If you have
Type 1 or 2 Diabetes
and have been recommended to see a Chiropodist for a foot care and diabetic foot checkup, you might be wondering what’s involved. Here, we’ll address some of the most common questions patients have about diabetic foot care appointments.
What is going to happen at my first appointment?
A thorough medical history will be taken to understand your diabetes and health in general. It’s good to come prepared with your latest blood sugar number, and reports from your family doctor or endocrinologist.
This is when a Chiropodist checks to see how good your circulation is to your feet and toes. They use a special hand-held Doppler (small ultrasound machine) so they can listen to your foot pulses. They will also check things like temperature, hair growth, skin colour, swelling, varicose or spider veins, and more.
Your Chiropodist will check to see how well the bottom, top, and sides of your feet can feel pressure and vibration.
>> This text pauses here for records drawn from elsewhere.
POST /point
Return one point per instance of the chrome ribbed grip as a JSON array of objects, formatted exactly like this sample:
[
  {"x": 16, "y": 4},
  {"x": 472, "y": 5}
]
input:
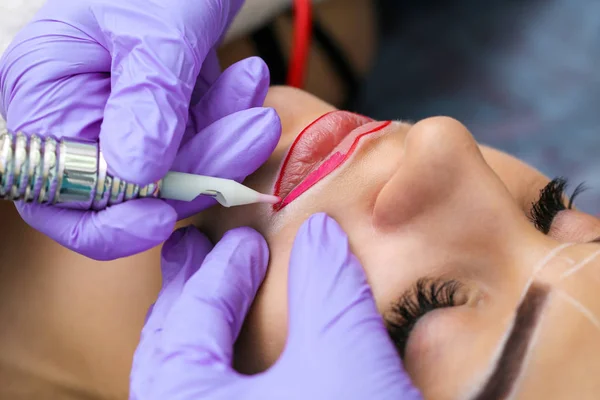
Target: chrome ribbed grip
[{"x": 68, "y": 173}]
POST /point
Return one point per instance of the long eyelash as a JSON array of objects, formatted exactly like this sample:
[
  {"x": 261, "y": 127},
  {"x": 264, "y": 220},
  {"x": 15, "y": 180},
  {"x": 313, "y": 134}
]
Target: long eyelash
[
  {"x": 551, "y": 202},
  {"x": 427, "y": 295}
]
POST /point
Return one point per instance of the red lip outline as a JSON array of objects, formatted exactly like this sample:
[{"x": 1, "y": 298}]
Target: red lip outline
[{"x": 312, "y": 156}]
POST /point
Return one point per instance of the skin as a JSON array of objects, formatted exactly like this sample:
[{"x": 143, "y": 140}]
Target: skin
[{"x": 432, "y": 203}]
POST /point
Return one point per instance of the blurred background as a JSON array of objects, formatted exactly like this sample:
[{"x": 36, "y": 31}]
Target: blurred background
[{"x": 522, "y": 75}]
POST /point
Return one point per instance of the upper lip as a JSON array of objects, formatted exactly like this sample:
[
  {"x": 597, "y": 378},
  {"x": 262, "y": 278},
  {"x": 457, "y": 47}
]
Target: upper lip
[{"x": 313, "y": 146}]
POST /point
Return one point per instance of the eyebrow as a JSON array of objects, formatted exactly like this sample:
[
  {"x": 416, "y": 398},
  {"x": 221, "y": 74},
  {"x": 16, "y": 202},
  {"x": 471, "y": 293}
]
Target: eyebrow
[{"x": 510, "y": 363}]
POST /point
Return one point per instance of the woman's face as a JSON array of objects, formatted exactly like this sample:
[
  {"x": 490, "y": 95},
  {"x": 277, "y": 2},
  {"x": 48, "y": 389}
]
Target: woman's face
[{"x": 427, "y": 210}]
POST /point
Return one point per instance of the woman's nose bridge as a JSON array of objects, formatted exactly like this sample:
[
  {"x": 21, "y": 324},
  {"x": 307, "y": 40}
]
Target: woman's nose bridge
[{"x": 439, "y": 167}]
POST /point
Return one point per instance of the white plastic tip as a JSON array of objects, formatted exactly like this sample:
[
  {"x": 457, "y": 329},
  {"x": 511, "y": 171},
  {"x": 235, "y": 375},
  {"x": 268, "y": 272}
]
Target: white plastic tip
[{"x": 267, "y": 198}]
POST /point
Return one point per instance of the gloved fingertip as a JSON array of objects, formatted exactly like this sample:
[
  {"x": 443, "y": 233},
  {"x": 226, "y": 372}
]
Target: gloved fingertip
[
  {"x": 320, "y": 230},
  {"x": 260, "y": 77},
  {"x": 243, "y": 255},
  {"x": 249, "y": 245},
  {"x": 174, "y": 240},
  {"x": 179, "y": 248}
]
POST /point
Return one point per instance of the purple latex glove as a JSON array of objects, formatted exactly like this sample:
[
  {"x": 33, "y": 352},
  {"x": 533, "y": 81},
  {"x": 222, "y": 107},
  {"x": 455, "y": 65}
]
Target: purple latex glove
[
  {"x": 337, "y": 344},
  {"x": 142, "y": 77}
]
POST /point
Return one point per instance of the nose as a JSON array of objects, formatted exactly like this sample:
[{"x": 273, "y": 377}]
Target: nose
[{"x": 441, "y": 176}]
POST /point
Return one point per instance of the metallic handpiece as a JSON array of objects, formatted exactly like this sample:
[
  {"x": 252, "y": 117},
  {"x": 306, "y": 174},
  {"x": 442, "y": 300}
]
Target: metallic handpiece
[{"x": 69, "y": 173}]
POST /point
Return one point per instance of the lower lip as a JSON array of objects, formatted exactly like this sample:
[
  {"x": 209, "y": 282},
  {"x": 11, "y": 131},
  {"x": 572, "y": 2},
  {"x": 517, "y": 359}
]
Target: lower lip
[{"x": 333, "y": 162}]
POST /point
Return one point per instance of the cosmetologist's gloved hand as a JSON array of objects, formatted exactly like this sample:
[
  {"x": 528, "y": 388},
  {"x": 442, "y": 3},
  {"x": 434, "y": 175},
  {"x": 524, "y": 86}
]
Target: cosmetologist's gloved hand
[
  {"x": 142, "y": 77},
  {"x": 337, "y": 344}
]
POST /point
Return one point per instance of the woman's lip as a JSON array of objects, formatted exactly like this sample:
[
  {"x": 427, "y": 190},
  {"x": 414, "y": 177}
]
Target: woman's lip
[{"x": 319, "y": 149}]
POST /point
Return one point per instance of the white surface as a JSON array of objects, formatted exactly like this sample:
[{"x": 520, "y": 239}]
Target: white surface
[
  {"x": 229, "y": 193},
  {"x": 14, "y": 14}
]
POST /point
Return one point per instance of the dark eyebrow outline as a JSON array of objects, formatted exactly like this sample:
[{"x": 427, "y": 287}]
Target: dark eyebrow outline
[{"x": 508, "y": 367}]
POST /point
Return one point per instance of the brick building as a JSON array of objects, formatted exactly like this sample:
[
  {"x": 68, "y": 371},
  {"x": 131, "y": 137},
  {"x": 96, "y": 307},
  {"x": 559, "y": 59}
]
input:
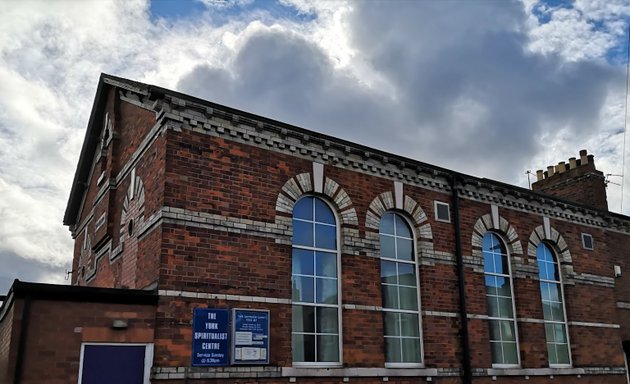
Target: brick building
[{"x": 372, "y": 267}]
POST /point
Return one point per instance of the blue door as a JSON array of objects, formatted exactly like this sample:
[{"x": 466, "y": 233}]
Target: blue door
[{"x": 107, "y": 364}]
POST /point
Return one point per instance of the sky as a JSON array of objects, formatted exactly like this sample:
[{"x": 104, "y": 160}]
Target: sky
[{"x": 489, "y": 88}]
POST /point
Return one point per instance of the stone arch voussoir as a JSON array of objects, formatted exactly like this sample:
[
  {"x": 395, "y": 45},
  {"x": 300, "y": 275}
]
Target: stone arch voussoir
[{"x": 485, "y": 224}]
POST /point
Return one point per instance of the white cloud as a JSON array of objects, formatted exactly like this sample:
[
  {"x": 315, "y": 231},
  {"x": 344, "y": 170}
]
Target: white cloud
[{"x": 423, "y": 79}]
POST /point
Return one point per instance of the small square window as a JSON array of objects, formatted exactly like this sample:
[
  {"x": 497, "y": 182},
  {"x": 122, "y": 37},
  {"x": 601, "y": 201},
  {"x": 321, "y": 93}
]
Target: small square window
[
  {"x": 587, "y": 241},
  {"x": 442, "y": 212}
]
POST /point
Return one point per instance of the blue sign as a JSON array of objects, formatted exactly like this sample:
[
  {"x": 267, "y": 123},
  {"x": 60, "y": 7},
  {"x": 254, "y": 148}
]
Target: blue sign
[
  {"x": 250, "y": 340},
  {"x": 211, "y": 328}
]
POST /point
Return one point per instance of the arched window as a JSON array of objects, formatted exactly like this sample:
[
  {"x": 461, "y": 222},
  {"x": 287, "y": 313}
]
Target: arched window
[
  {"x": 399, "y": 286},
  {"x": 499, "y": 295},
  {"x": 553, "y": 307},
  {"x": 315, "y": 271}
]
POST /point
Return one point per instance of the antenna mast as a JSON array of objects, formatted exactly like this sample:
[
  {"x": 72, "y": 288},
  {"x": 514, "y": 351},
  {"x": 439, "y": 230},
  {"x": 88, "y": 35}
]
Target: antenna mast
[{"x": 625, "y": 120}]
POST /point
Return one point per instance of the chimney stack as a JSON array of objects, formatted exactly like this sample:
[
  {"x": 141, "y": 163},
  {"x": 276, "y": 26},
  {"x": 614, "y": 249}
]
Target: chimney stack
[{"x": 578, "y": 182}]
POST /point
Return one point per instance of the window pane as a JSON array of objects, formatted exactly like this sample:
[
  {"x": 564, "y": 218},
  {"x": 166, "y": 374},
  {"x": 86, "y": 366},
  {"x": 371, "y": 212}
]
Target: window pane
[
  {"x": 303, "y": 209},
  {"x": 563, "y": 353},
  {"x": 325, "y": 236},
  {"x": 491, "y": 285},
  {"x": 326, "y": 291},
  {"x": 497, "y": 352},
  {"x": 405, "y": 249},
  {"x": 410, "y": 350},
  {"x": 503, "y": 286},
  {"x": 487, "y": 241},
  {"x": 488, "y": 262},
  {"x": 326, "y": 264},
  {"x": 495, "y": 330},
  {"x": 510, "y": 354},
  {"x": 303, "y": 347},
  {"x": 549, "y": 333},
  {"x": 392, "y": 350},
  {"x": 557, "y": 313},
  {"x": 327, "y": 320},
  {"x": 302, "y": 262},
  {"x": 501, "y": 264},
  {"x": 505, "y": 307},
  {"x": 388, "y": 272},
  {"x": 303, "y": 319},
  {"x": 407, "y": 275},
  {"x": 303, "y": 289},
  {"x": 327, "y": 348},
  {"x": 387, "y": 223},
  {"x": 560, "y": 335},
  {"x": 388, "y": 247},
  {"x": 391, "y": 324},
  {"x": 390, "y": 296},
  {"x": 408, "y": 298},
  {"x": 302, "y": 233},
  {"x": 542, "y": 253},
  {"x": 409, "y": 325},
  {"x": 554, "y": 292},
  {"x": 493, "y": 306},
  {"x": 402, "y": 229},
  {"x": 507, "y": 331},
  {"x": 323, "y": 213},
  {"x": 544, "y": 291}
]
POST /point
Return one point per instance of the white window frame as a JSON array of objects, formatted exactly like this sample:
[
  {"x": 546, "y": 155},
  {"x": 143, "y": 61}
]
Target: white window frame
[
  {"x": 514, "y": 318},
  {"x": 148, "y": 357},
  {"x": 564, "y": 305},
  {"x": 325, "y": 364},
  {"x": 435, "y": 209},
  {"x": 418, "y": 295}
]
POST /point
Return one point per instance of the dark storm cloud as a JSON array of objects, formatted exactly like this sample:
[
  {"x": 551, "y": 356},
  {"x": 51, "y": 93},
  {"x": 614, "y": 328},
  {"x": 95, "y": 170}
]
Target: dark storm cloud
[
  {"x": 440, "y": 53},
  {"x": 286, "y": 77},
  {"x": 468, "y": 94},
  {"x": 13, "y": 266}
]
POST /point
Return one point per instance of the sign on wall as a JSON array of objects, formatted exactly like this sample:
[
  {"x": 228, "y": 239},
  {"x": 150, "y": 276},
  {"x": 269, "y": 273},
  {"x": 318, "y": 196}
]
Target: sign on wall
[
  {"x": 211, "y": 328},
  {"x": 250, "y": 336}
]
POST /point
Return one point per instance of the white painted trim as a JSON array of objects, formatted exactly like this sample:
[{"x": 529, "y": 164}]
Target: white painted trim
[
  {"x": 535, "y": 371},
  {"x": 547, "y": 227},
  {"x": 318, "y": 177},
  {"x": 358, "y": 372},
  {"x": 595, "y": 325},
  {"x": 398, "y": 194},
  {"x": 148, "y": 358},
  {"x": 584, "y": 243},
  {"x": 496, "y": 223},
  {"x": 435, "y": 209}
]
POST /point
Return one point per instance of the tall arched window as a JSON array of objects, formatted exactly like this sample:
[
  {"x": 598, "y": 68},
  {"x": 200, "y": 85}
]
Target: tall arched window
[
  {"x": 399, "y": 285},
  {"x": 315, "y": 271},
  {"x": 553, "y": 307},
  {"x": 499, "y": 295}
]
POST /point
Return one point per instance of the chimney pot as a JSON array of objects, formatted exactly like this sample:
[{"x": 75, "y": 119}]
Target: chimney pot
[{"x": 561, "y": 167}]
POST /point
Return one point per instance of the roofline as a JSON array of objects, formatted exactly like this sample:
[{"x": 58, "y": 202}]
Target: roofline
[{"x": 73, "y": 293}]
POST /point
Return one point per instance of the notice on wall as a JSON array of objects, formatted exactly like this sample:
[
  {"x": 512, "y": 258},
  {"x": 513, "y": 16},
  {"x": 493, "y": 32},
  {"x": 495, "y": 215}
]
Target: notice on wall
[
  {"x": 250, "y": 336},
  {"x": 211, "y": 329}
]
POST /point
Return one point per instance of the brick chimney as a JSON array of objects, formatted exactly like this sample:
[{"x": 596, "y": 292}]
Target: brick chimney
[{"x": 576, "y": 181}]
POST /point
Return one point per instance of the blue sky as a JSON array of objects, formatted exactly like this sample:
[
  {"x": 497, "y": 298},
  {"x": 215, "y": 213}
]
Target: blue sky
[{"x": 491, "y": 88}]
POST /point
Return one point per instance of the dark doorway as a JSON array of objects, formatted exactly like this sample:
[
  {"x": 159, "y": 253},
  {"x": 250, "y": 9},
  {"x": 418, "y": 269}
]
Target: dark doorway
[{"x": 106, "y": 364}]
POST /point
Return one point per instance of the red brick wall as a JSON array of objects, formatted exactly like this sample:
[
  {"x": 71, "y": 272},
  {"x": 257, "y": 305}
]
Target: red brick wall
[
  {"x": 205, "y": 174},
  {"x": 57, "y": 329},
  {"x": 9, "y": 336}
]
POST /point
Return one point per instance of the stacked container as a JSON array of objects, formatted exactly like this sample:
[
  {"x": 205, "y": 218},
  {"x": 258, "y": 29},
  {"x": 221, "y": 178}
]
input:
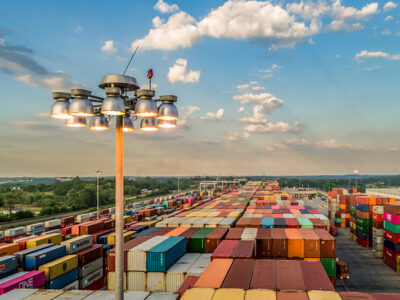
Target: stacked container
[
  {"x": 391, "y": 251},
  {"x": 377, "y": 231}
]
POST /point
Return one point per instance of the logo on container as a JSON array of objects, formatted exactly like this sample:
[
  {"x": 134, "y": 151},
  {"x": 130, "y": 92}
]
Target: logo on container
[{"x": 26, "y": 284}]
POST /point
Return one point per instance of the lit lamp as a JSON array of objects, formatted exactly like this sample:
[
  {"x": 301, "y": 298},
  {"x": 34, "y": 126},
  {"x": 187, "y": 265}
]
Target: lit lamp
[
  {"x": 81, "y": 105},
  {"x": 99, "y": 123},
  {"x": 60, "y": 108}
]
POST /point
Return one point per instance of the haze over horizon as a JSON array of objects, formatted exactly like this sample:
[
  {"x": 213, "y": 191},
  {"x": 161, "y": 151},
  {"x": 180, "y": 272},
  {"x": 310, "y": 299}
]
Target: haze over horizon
[{"x": 264, "y": 87}]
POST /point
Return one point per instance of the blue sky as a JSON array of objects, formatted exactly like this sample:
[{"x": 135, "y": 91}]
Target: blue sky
[{"x": 273, "y": 87}]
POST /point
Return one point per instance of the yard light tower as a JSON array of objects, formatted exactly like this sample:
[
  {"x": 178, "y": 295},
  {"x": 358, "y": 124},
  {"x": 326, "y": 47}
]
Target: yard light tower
[{"x": 126, "y": 103}]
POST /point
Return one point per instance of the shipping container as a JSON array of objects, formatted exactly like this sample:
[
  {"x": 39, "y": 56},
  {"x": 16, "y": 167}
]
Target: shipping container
[
  {"x": 165, "y": 254},
  {"x": 60, "y": 267},
  {"x": 136, "y": 258},
  {"x": 77, "y": 244},
  {"x": 35, "y": 259}
]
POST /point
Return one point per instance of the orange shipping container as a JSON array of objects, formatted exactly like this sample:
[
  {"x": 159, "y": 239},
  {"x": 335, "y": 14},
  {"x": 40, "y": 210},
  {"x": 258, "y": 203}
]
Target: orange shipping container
[
  {"x": 9, "y": 249},
  {"x": 177, "y": 231},
  {"x": 295, "y": 243},
  {"x": 214, "y": 275}
]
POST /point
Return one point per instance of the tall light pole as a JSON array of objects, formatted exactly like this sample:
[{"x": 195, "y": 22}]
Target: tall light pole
[
  {"x": 125, "y": 109},
  {"x": 98, "y": 172}
]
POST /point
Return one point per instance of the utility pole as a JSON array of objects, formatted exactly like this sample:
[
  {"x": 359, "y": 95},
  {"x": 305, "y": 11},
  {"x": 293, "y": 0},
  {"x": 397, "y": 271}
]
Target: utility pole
[{"x": 98, "y": 172}]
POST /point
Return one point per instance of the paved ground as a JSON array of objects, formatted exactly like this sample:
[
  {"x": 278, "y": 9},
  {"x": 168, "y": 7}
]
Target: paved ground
[{"x": 367, "y": 273}]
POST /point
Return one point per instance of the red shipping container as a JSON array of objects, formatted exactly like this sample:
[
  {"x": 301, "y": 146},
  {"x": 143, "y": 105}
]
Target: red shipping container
[
  {"x": 243, "y": 249},
  {"x": 225, "y": 249},
  {"x": 264, "y": 274},
  {"x": 90, "y": 254},
  {"x": 289, "y": 275}
]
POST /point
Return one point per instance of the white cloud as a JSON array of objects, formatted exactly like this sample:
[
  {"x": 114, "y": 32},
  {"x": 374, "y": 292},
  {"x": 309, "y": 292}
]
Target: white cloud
[
  {"x": 185, "y": 113},
  {"x": 389, "y": 6},
  {"x": 331, "y": 144},
  {"x": 236, "y": 137},
  {"x": 179, "y": 72},
  {"x": 58, "y": 81},
  {"x": 268, "y": 101},
  {"x": 257, "y": 118},
  {"x": 376, "y": 54},
  {"x": 165, "y": 8},
  {"x": 373, "y": 68},
  {"x": 214, "y": 116},
  {"x": 78, "y": 29},
  {"x": 269, "y": 127},
  {"x": 108, "y": 47}
]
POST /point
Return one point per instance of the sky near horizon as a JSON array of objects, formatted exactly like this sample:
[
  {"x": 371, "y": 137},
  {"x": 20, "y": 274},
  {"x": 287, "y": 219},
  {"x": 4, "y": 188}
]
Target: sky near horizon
[{"x": 264, "y": 87}]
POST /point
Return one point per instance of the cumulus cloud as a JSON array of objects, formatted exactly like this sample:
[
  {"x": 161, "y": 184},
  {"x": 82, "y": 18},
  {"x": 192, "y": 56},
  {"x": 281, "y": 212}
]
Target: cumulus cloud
[
  {"x": 389, "y": 18},
  {"x": 268, "y": 101},
  {"x": 376, "y": 54},
  {"x": 165, "y": 8},
  {"x": 389, "y": 6},
  {"x": 19, "y": 62},
  {"x": 108, "y": 47},
  {"x": 179, "y": 72},
  {"x": 214, "y": 116},
  {"x": 261, "y": 21},
  {"x": 331, "y": 144},
  {"x": 268, "y": 127},
  {"x": 185, "y": 115}
]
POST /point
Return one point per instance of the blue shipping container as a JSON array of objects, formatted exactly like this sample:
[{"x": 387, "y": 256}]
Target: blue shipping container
[
  {"x": 63, "y": 280},
  {"x": 267, "y": 223},
  {"x": 8, "y": 265},
  {"x": 38, "y": 258},
  {"x": 165, "y": 254},
  {"x": 148, "y": 231},
  {"x": 21, "y": 254}
]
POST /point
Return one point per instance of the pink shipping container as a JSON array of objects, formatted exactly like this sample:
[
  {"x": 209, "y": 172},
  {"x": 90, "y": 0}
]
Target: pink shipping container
[{"x": 31, "y": 280}]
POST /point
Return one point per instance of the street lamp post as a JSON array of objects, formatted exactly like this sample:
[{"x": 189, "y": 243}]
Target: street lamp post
[
  {"x": 125, "y": 109},
  {"x": 98, "y": 172}
]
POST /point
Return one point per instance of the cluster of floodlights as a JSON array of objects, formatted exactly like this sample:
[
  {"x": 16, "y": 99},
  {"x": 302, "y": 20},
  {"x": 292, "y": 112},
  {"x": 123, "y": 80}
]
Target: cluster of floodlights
[{"x": 74, "y": 107}]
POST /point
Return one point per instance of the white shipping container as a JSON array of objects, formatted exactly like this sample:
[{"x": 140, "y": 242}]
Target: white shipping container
[
  {"x": 89, "y": 279},
  {"x": 377, "y": 209},
  {"x": 156, "y": 281},
  {"x": 111, "y": 281},
  {"x": 136, "y": 258},
  {"x": 136, "y": 281},
  {"x": 34, "y": 227},
  {"x": 249, "y": 234},
  {"x": 90, "y": 267},
  {"x": 15, "y": 231},
  {"x": 52, "y": 223},
  {"x": 162, "y": 296},
  {"x": 72, "y": 286}
]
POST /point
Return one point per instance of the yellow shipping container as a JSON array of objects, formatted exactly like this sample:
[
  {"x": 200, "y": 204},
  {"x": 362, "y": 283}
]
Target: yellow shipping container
[
  {"x": 54, "y": 238},
  {"x": 231, "y": 294},
  {"x": 127, "y": 237},
  {"x": 127, "y": 219},
  {"x": 260, "y": 295},
  {"x": 59, "y": 266},
  {"x": 198, "y": 293},
  {"x": 323, "y": 295}
]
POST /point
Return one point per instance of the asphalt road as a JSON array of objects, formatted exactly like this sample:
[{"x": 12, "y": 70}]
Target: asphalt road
[{"x": 367, "y": 273}]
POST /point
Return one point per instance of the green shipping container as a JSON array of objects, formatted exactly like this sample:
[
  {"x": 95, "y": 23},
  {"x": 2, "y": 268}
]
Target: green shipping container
[
  {"x": 329, "y": 265},
  {"x": 198, "y": 240},
  {"x": 392, "y": 227}
]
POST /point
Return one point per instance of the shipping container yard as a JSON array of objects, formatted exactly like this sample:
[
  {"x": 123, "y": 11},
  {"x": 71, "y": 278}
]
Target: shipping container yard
[{"x": 255, "y": 241}]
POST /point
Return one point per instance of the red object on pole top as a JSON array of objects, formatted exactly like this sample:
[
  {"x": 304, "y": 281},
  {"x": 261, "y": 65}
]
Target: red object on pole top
[{"x": 150, "y": 73}]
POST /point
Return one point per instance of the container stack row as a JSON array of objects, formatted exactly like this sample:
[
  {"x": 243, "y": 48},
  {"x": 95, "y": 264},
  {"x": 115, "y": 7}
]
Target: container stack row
[{"x": 391, "y": 250}]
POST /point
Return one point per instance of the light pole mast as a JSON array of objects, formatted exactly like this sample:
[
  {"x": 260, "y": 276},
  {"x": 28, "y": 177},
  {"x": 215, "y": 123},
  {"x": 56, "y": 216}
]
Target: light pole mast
[{"x": 98, "y": 172}]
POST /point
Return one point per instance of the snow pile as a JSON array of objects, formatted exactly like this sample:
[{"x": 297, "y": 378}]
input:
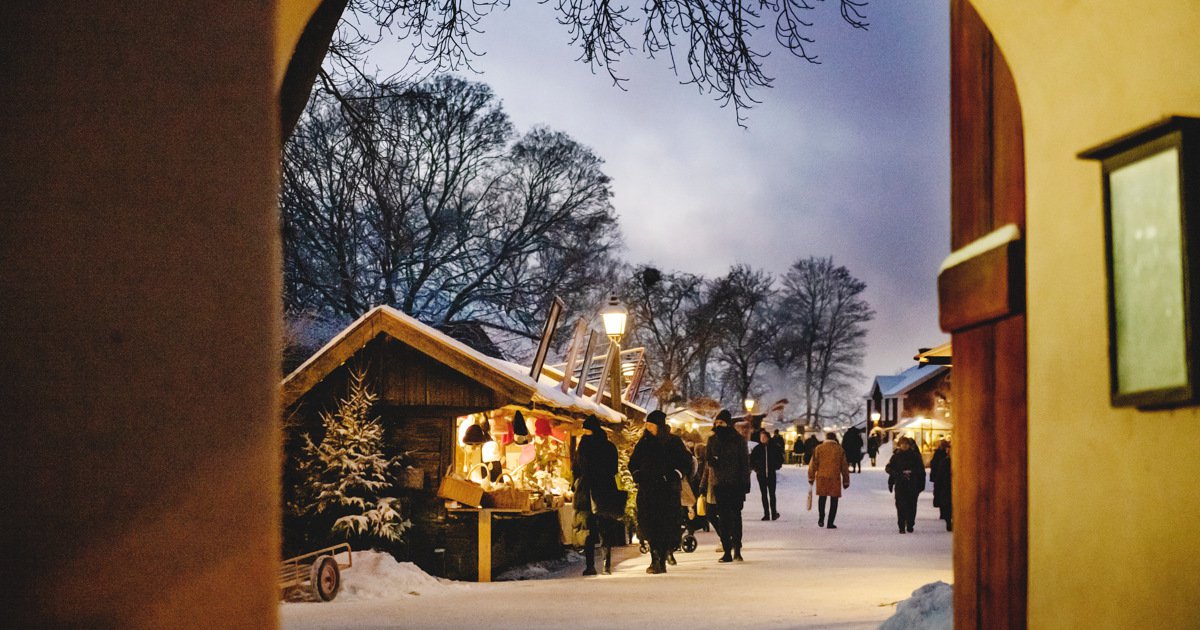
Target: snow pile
[
  {"x": 569, "y": 563},
  {"x": 377, "y": 575},
  {"x": 930, "y": 607}
]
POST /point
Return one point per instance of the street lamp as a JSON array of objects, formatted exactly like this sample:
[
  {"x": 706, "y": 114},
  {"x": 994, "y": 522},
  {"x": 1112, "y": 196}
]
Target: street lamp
[{"x": 613, "y": 316}]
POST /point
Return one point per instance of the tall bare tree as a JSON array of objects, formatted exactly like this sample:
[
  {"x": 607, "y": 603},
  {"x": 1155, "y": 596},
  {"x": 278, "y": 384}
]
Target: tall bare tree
[
  {"x": 742, "y": 303},
  {"x": 825, "y": 329},
  {"x": 708, "y": 43},
  {"x": 425, "y": 199},
  {"x": 665, "y": 315}
]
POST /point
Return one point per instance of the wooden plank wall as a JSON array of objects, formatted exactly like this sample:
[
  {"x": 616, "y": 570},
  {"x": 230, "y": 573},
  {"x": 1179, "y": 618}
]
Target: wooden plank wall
[{"x": 990, "y": 449}]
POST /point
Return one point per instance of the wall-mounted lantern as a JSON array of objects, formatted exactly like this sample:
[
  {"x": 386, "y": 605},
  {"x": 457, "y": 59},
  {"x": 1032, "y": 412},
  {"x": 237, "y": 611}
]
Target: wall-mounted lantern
[{"x": 1152, "y": 252}]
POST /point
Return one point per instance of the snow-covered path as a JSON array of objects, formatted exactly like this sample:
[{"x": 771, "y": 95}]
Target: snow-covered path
[{"x": 795, "y": 575}]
Through a few easy and pain-free tests, they can determine whether your feet have any signs and symptoms of neuropathy—a common complication with diabetes where the nerves stop communicating to your brain about pain or pressure sensation on the bottom of the foot.
The Chiropodist will look at your foot, ankle, and legs up and down for any signs of skin breakdown, corns, callous, long, thick, or deformed toe nails, ingrown toenails, maceration (white spots in-between toes), lumps, discoloration, check moles, dry or wet skin, scratches or cuts, red marks, or any signs of ulceration.
This is a very important part of the appointment when the Chiropodist will explain how diabetes can affect the feet, from the small things to the large and scary side effects associated to diabetes. They will also discuss things you need to be doing at home to ensure your feet are safe and prevent damage from happening. Recommendations will be made about shoes, socks, insoles, and routine care.
Any issues will be addressed today, such as: clipping toenails, removing corns or callouses, and treatment of ulcerations, cuts, or scrapes.
How long will the appointment take?
Diabetic foot care appointments take 40 minutes on average.